Similarly, purchasing patterns and motivations from a year ago don’t align with today’s consumer realities. From rising costs to tariffs, year-old insights fail to capture the financial concerns many consumers are currently navigating, like being able to afford basic household necessities.
AI-powered models that analyze fresh, real-time insights allow marketers to move beyond static trends and match the ebbs and flows of consumer motivations. By leveraging dynamic datasets, brands can ensure their personalization strategies remain relevant in addressing current events and factors that play into consumer decisions today.
Barriers To Mainstream Adoption
Predictive analytics is widely used in marketing; a 2022 Wakefield Research study found that 95% of respondents use it in some form. However, AI-powered consumer data models (in particular, enriched custom models) aren’t yet mainstream. In the past, without AI, building and maintaining custom models demanded advanced data science expertise. Today, some marketers are wary of AI for fear of complexity, transparency or organizational friction in transitioning tools, slowing or stalling adoption.

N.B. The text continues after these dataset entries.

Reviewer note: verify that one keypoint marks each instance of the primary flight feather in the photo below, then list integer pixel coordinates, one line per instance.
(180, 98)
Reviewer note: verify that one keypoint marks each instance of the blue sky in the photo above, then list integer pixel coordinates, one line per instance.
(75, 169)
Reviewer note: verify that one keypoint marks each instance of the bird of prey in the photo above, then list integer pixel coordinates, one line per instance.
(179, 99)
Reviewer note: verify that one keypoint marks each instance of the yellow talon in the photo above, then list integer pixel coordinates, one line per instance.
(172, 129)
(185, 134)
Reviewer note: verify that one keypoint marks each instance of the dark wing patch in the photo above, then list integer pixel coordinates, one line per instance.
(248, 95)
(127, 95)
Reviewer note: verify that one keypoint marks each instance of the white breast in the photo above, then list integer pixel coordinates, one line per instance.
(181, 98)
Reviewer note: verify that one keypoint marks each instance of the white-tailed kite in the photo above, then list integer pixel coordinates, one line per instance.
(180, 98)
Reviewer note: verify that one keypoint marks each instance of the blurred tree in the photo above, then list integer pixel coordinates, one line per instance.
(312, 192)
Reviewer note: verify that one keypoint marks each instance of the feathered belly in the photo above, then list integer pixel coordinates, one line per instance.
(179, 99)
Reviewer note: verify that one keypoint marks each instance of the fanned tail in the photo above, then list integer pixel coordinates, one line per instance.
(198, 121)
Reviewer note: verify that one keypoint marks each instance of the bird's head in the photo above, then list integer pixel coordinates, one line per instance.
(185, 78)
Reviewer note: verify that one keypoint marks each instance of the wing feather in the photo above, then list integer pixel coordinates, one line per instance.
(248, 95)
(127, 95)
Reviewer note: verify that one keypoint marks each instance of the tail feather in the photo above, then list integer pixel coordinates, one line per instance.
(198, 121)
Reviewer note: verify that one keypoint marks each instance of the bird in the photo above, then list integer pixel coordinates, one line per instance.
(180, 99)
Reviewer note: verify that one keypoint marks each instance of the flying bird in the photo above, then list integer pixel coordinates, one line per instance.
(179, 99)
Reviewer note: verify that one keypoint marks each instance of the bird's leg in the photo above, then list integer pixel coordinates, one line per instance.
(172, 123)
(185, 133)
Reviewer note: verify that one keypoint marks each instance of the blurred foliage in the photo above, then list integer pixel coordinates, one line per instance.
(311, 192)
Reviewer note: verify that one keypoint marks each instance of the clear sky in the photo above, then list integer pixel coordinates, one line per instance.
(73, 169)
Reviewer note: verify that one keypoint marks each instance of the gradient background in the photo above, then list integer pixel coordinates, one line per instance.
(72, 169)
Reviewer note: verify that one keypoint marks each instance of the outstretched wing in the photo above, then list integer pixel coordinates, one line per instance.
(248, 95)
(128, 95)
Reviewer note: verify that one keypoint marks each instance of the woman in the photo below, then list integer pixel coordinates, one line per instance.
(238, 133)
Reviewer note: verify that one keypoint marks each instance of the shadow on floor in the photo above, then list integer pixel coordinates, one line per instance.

Another reason for underutilization is that many predictive efforts don’t deliver the expected return on investment (ROI). This often stems from overreliance on first-party data—information limited to known users and owned channels. This dataset is useful but narrow. What about the thousands of qualified prospects outside of a company’s database? Most of the buying journey takes place outside of a brand’s four walls.
Some modeling techniques are also too tightly tuned to past (outdated) data and cannot be applied to new audiences, or they’re too generic to understand subtle customer intent signals (e.g., purchase readiness).
Marketing teams should embrace a broader, enriched data strategy and evaluate modeling techniques for robustness and adaptability before experimenting. This approach can help demystify AI, build trust and unlock stronger performance from predictive investments.
The Path Forward For Personalization In Marketing
AI has emerged as potentially providing the holy grail in marketing, allowing teams to cut through the noise with a comprehensive, real-time view of individual customers to create hyperpersonalized marketing experiences. By enhancing fundamental data with broader psychographic insights that reveal underlying consumer motivations and deliver a real-time analysis, brands gain an authentic understanding of purchasing patterns and customer loyalty drivers—allowing them to create truly personalized experiences.